After North Korea’s threat, Japan arms its northern island with additional missile defence system
Defence Minister Itsunori Onodera said the move was to combat Pyongyang’s ‘provocative actions’ in future.
Japan on Tuesday deployed an additional missile defence system on its northern island of Hokkaido, days after North Korea launched a missile over the country, AFP reported.
“As part of measures to prepare for emergencies, we will deploy the PAC-3 unit to a base of the nation’s Ground Self-Defense Force in the southern tip of Hokkaido,” Defence Minister Itsunori Onodera told reporters.
The Patriot Advanced Capability-3 system reached the base hours later, a local defence official told AFP. Onodera said the additional defence system was put in place because they fear that North Korea “may take further provocative actions including launching ballistic missiles that would fly over Japan again in the future”.

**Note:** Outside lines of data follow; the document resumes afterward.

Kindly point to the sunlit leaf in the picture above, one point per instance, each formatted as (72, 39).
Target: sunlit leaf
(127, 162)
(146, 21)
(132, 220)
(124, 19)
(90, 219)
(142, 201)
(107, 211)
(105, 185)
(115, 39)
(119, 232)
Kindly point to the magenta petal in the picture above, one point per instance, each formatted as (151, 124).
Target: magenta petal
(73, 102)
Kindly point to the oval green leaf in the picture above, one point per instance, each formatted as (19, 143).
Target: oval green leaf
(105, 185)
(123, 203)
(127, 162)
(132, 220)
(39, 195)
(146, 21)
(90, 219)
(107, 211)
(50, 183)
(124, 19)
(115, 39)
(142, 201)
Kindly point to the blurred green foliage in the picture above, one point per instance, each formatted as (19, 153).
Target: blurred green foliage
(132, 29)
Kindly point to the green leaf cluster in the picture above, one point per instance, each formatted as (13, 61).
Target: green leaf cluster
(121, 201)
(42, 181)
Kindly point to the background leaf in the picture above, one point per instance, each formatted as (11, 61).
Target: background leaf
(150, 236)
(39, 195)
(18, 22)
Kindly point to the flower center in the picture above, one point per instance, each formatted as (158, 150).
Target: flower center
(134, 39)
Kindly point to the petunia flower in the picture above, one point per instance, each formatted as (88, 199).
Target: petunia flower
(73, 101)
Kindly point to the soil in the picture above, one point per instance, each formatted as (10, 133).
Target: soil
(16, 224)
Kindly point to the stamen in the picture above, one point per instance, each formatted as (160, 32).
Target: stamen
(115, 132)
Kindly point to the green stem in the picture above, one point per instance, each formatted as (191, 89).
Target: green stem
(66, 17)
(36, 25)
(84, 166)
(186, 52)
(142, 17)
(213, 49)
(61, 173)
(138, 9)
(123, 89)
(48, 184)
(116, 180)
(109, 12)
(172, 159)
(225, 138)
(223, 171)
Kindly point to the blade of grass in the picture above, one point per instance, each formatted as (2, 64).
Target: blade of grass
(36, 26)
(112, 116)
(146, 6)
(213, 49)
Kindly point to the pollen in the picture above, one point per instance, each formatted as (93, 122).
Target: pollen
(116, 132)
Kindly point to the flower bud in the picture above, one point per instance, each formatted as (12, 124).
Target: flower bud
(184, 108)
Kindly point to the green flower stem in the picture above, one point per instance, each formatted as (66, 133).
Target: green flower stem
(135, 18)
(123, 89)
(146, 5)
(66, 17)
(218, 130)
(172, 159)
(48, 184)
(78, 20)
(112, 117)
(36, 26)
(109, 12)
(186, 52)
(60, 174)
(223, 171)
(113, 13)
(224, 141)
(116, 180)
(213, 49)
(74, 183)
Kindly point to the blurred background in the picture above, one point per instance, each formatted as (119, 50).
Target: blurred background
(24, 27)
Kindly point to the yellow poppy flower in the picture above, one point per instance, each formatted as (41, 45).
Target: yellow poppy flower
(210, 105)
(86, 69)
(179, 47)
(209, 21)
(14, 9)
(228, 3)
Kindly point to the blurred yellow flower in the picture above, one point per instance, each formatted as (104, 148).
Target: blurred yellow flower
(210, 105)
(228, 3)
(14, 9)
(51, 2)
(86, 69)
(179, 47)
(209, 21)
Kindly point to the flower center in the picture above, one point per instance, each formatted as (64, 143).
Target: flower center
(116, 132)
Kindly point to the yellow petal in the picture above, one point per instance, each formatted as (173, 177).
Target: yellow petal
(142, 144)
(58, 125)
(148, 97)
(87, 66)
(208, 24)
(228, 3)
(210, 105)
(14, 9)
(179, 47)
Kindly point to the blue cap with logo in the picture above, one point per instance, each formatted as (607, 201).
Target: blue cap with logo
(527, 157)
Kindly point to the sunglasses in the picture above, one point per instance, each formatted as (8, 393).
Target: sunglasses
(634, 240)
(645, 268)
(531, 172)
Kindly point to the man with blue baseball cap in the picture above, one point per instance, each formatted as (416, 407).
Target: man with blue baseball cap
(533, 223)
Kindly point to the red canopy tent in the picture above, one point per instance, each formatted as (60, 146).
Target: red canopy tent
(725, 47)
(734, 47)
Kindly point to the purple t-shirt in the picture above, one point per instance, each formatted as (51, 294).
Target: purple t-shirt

The move comes at a time when tensions on the Korean peninsula escalated after Pyongyang carried out its sixth nuclear test last week and fired two missiles over Japan in less than a month. North Korea had fired the first missile over Japan on August 30, saying it was a “first step” to counter the military action in the Pacific Ocean to contain the US territory of Guam.
Last week, Japanese Prime Minister Shinzo Abe had condemned North Korea’s test and called for an unified international response against Pyongyang. “We can never tolerate that North Korea trampled on the international community’s strong, united resolve toward peace...,” Abe had said, according to The Telegraph.